I also tried the patch in comment #3 but it still panic'd.
Comment 14 commit-hook freebsd_committer 2016-10-27 07:39:07 UTC
A commit references this bug:

Author: avg
Date: Thu Oct 27 07:38:08 UTC 2016
New revision: 307994
URL: https://svnweb.freebsd.org/changeset/base/307994

  3746 ZRLs are racy


    From the original change log:
    It was possible for a reference to be added even with the lock held, and
    for references added just after a lock release to be lost.
    This bug was also independently found and reported in wesunsolve.net
    issues 6985013 6995524.
    In zrl_add(), always use an atomic operation to update the refcount.
    The mutex in the ZRL only guarantees that wakeups occur for waiters on the
    lock. It offers no protection against concurrent updates of the refcount.
    The only refcount transition that is safe to perform without an atomic
    operation is from ZRL_LOCKED back to 0, since this can only be performed
    by the thread which has the ZRL locked.

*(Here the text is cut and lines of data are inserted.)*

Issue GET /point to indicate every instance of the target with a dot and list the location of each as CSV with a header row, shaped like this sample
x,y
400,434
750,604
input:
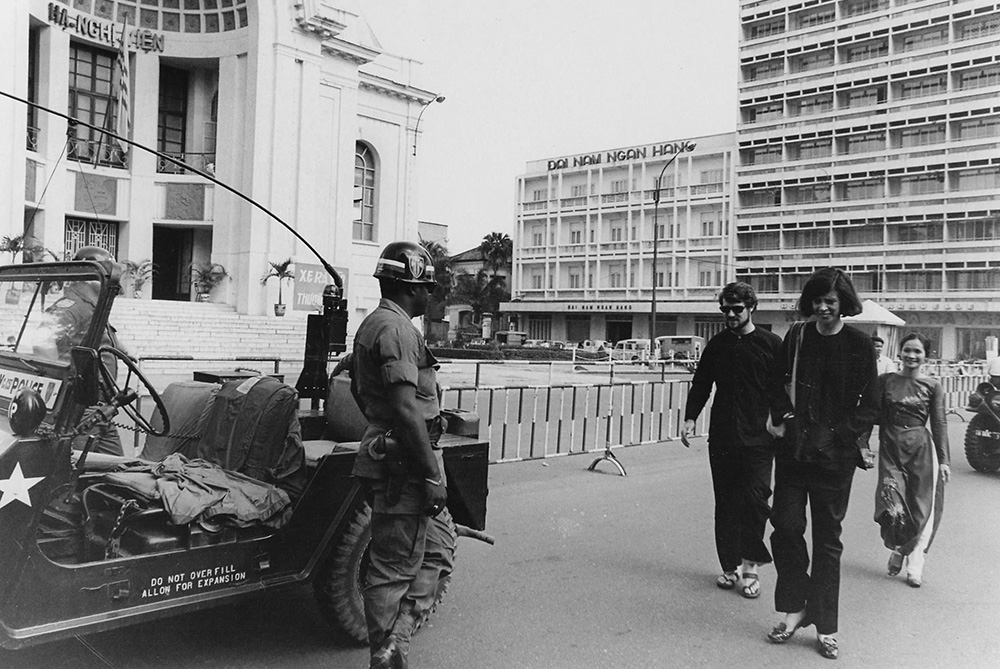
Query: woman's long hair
x,y
822,282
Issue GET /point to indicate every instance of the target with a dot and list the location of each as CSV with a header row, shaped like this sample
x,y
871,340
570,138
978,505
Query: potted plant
x,y
140,271
282,272
26,245
205,277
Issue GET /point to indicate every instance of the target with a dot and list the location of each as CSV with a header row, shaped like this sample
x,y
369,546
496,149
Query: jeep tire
x,y
338,583
982,455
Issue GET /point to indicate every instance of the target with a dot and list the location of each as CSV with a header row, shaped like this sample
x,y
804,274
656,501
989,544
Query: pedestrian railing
x,y
957,390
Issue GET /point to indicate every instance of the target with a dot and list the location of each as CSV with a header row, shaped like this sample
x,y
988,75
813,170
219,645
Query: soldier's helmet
x,y
406,262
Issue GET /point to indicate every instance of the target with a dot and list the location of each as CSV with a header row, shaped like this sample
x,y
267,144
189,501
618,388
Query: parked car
x,y
594,345
631,349
679,347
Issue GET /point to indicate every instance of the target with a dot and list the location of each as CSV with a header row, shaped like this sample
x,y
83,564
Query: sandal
x,y
827,647
781,633
751,586
895,563
727,580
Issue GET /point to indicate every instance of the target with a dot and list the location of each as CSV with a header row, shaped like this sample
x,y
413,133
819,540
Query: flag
x,y
123,117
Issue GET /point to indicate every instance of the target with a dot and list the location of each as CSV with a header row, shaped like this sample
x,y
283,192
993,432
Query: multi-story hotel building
x,y
869,139
292,103
584,241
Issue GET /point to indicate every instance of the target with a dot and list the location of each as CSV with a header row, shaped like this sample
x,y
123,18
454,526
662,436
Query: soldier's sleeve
x,y
399,349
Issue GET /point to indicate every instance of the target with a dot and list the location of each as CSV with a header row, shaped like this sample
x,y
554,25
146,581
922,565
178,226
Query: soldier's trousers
x,y
410,553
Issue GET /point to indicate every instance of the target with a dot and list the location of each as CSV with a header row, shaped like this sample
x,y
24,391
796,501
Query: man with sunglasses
x,y
737,361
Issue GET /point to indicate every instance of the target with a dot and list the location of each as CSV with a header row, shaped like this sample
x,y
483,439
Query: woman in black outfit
x,y
823,437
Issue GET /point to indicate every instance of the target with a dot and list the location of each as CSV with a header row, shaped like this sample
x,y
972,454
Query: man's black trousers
x,y
741,479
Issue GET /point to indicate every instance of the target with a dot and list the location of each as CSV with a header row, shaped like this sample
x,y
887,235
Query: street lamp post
x,y
416,128
656,250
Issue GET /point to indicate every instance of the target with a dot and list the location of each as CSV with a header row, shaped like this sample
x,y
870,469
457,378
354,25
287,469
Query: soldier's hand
x,y
435,496
687,432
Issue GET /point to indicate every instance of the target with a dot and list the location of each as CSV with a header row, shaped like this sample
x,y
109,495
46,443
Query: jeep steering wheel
x,y
112,384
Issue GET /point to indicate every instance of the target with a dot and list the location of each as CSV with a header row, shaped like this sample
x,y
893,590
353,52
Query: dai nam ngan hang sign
x,y
622,155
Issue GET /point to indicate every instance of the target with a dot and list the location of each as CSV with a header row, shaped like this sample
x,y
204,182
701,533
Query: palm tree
x,y
497,250
481,291
279,271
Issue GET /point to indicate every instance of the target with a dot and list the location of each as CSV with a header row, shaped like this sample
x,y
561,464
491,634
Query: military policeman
x,y
64,326
394,378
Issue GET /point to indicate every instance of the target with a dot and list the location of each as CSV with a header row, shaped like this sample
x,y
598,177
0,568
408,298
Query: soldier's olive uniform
x,y
410,552
68,321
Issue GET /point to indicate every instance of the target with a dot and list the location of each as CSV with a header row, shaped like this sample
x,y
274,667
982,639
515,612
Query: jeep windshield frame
x,y
27,293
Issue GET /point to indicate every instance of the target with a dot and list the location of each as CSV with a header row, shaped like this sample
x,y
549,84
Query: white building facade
x,y
584,240
293,104
869,139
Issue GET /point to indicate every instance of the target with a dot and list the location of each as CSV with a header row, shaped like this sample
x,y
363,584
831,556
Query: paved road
x,y
592,570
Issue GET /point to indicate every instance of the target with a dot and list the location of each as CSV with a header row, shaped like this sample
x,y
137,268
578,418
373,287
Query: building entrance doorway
x,y
172,252
618,330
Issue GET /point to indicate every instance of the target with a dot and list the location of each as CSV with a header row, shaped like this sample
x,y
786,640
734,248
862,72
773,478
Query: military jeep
x,y
88,544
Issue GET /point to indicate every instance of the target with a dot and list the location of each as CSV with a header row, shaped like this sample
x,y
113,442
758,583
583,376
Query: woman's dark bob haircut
x,y
739,291
919,336
822,282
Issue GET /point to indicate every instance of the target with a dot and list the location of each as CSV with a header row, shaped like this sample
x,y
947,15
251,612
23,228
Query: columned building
x,y
869,139
293,104
586,252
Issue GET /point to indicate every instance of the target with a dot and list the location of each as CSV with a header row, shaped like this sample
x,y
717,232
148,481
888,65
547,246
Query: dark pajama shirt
x,y
740,449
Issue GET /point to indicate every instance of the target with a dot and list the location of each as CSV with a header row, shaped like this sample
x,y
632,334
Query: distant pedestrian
x,y
824,420
737,362
884,364
913,463
992,369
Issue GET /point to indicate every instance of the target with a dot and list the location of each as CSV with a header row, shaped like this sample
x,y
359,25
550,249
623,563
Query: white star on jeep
x,y
16,487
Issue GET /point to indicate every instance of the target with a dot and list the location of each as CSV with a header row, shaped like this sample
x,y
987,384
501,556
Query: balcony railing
x,y
108,152
199,161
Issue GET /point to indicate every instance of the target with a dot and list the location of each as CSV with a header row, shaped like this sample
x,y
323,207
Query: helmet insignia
x,y
417,265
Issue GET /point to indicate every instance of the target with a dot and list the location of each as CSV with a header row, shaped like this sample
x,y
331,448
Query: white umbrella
x,y
876,314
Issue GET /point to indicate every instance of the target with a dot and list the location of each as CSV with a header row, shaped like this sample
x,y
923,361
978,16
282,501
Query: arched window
x,y
364,193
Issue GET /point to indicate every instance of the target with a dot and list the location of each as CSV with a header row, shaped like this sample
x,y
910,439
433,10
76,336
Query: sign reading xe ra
x,y
310,280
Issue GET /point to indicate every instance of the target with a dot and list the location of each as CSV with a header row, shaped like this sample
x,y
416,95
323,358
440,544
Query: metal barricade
x,y
526,422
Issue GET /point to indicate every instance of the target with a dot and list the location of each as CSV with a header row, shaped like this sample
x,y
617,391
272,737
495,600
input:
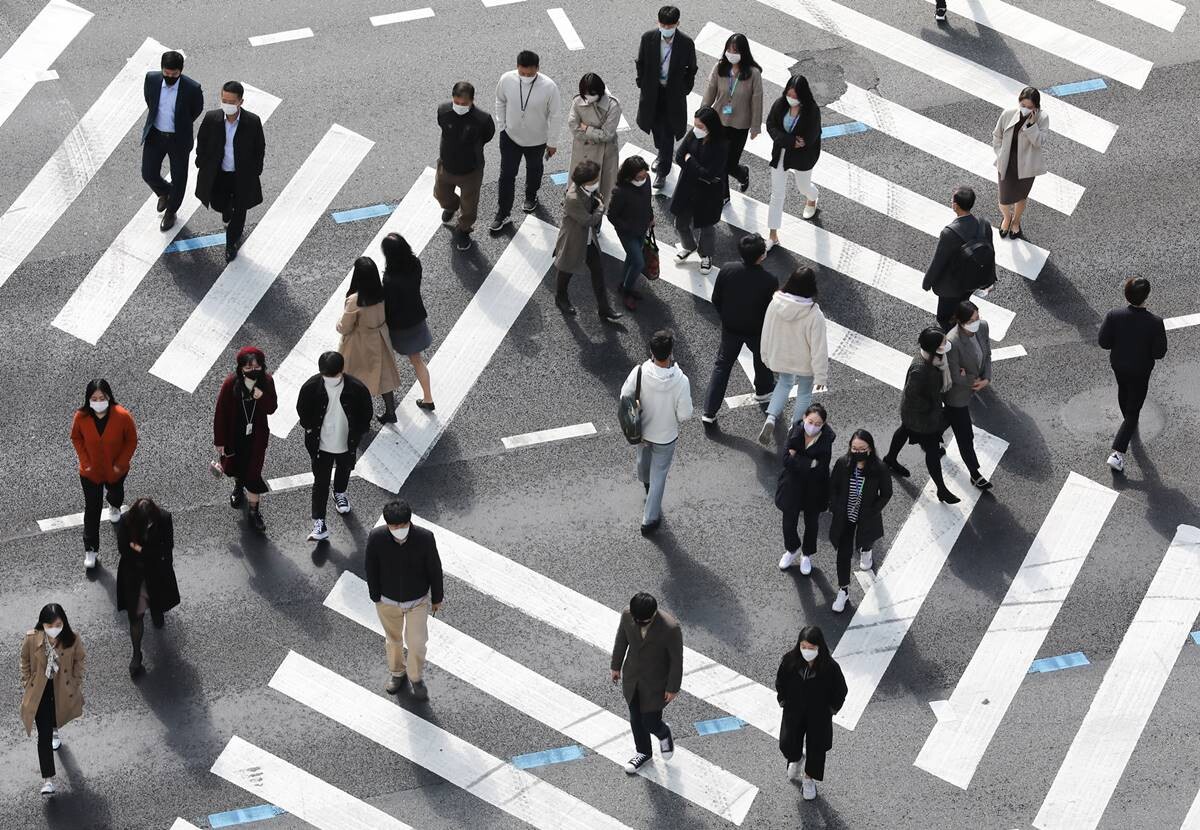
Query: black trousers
x,y
159,145
324,463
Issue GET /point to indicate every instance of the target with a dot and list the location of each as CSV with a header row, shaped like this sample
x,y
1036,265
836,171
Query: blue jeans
x,y
779,397
653,462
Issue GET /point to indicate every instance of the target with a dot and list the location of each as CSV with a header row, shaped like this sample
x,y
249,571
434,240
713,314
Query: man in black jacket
x,y
405,582
742,293
335,413
465,131
1135,338
173,103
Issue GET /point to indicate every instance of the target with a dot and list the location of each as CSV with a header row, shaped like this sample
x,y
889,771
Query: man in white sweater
x,y
527,119
666,401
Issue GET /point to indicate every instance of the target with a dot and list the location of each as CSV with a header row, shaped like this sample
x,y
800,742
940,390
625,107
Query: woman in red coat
x,y
240,432
105,439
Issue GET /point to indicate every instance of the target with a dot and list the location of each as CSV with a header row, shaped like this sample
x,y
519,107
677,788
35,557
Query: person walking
x,y
811,690
52,663
145,576
742,294
922,416
240,432
795,344
231,149
1019,142
465,131
1134,338
795,127
700,193
105,438
405,582
527,115
631,216
970,365
173,103
577,247
405,310
735,91
666,74
647,661
665,396
334,410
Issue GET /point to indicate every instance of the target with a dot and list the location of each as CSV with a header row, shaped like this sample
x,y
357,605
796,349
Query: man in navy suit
x,y
174,101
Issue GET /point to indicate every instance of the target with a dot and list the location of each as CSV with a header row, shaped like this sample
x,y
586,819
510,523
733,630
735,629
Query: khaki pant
x,y
405,627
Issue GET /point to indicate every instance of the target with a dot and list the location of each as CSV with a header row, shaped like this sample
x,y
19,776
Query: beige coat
x,y
1030,143
366,348
67,683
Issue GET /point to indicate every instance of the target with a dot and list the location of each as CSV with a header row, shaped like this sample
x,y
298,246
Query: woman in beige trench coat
x,y
52,660
364,330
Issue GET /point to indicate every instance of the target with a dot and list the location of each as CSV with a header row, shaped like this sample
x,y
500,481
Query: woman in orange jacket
x,y
105,439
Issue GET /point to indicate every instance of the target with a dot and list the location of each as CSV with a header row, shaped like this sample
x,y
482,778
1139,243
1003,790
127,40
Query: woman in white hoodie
x,y
795,347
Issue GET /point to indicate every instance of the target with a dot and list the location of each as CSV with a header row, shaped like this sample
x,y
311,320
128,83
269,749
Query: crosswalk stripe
x,y
481,774
29,59
127,260
945,66
904,125
297,791
237,292
77,160
417,218
1122,707
543,699
463,355
915,559
983,695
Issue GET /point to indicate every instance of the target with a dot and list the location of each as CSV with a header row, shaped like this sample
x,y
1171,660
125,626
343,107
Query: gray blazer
x,y
965,370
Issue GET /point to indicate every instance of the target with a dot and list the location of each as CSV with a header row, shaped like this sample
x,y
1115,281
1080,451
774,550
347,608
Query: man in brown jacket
x,y
649,651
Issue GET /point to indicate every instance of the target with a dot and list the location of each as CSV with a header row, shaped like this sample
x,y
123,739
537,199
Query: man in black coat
x,y
742,293
666,73
173,102
335,413
229,151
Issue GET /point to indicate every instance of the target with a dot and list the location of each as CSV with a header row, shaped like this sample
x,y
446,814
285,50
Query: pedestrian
x,y
577,248
229,152
405,581
922,416
859,488
52,661
665,396
240,432
1134,338
465,130
647,661
700,193
970,364
795,127
527,116
741,295
1019,139
145,576
811,690
364,330
334,409
407,320
735,91
593,122
796,347
105,438
631,216
964,260
666,74
173,103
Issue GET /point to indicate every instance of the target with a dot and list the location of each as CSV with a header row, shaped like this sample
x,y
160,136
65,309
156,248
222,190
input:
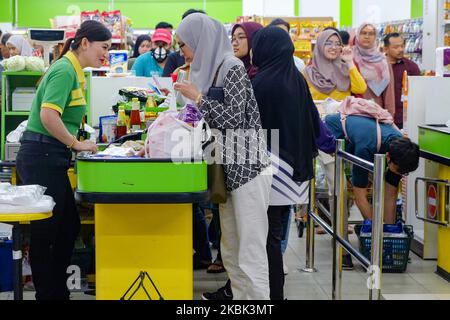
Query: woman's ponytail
x,y
66,47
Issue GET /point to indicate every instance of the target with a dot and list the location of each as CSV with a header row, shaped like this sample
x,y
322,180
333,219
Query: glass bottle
x,y
135,117
121,128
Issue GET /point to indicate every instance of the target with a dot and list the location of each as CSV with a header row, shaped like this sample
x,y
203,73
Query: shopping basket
x,y
395,248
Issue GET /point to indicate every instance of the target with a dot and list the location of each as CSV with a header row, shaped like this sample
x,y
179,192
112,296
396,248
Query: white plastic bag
x,y
14,136
21,195
45,204
171,138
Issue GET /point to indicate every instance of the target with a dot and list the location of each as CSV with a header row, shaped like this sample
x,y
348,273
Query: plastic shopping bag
x,y
171,138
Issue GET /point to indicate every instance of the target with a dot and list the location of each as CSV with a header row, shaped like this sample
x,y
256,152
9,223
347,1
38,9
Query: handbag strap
x,y
217,74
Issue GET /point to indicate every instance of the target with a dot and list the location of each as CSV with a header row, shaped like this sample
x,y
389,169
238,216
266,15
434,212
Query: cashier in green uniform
x,y
46,151
402,157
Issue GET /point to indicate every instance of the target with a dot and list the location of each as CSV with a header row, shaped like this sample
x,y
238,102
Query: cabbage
x,y
34,64
15,63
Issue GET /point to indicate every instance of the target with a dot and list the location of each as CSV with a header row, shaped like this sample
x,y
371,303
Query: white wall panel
x,y
268,8
377,11
322,8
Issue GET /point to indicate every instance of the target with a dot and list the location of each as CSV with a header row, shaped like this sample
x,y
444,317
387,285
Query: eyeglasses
x,y
333,44
367,34
238,39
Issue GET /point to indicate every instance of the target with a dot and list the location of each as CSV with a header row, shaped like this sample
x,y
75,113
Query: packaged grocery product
x,y
443,62
118,61
190,114
107,129
90,15
113,21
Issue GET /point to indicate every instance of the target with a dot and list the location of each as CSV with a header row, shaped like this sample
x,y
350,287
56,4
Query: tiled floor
x,y
418,282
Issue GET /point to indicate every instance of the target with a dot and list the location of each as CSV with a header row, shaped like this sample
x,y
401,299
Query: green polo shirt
x,y
61,89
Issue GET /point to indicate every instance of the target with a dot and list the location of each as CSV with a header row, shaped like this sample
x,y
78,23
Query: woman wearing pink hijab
x,y
374,68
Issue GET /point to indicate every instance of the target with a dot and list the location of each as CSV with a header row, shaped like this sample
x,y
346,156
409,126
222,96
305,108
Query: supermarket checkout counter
x,y
434,143
143,222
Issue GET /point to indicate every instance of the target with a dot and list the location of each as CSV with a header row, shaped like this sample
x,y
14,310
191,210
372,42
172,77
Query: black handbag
x,y
216,93
216,174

  Authored by: Will Andrews <will@freebsd.org>
  Reviewed by: Boris Protopopov <bprotopopov@hotmail.com>
  Reviewed by: Pavel Zakharov <pavel.zakha@gmail.com>
  Reviewed by: Yuri Pankov <yuri.pankov@gmail.com>
  Reviewed by: Justin T. Gibbs <gibbs@scsiguy.com>
  Approved by: Matt Ahrens <mahrens@delphix.com>
  Author: Youzhong Yang <yyang@mathworks.com>
  PR:		204037
  MFC after:	1 week

_U  head/sys/cddl/contrib/opensolaris/
Comment 15 commit-hook freebsd_committer 2016-11-03 08:55:02 UTC
A commit references this bug:

Author: avg
Date: Thu Nov  3 08:54:04 UTC 2016
New revision: 308245
URL: https://svnweb.freebsd.org/changeset/base/308245

  MFC r307994: 3746 ZRLs are racy

  PR:		204037

_U  stable/11/
Comment 16 commit-hook freebsd_committer 2016-11-03 08:55:05 UTC
A commit references this bug:

Author: avg
Date: Thu Nov  3 08:54:36 UTC 2016
New revision: 308246
URL: https://svnweb.freebsd.org/changeset/base/308246

  MFC r307994: 3746 ZRLs are racy

  PR:		204037

_U  stable/10/
Comment 17 Andriy Gapon freebsd_committer 2016-11-03 09:10:38 UTC
Closing this bug now.
If the problem comes back, please open a new bug.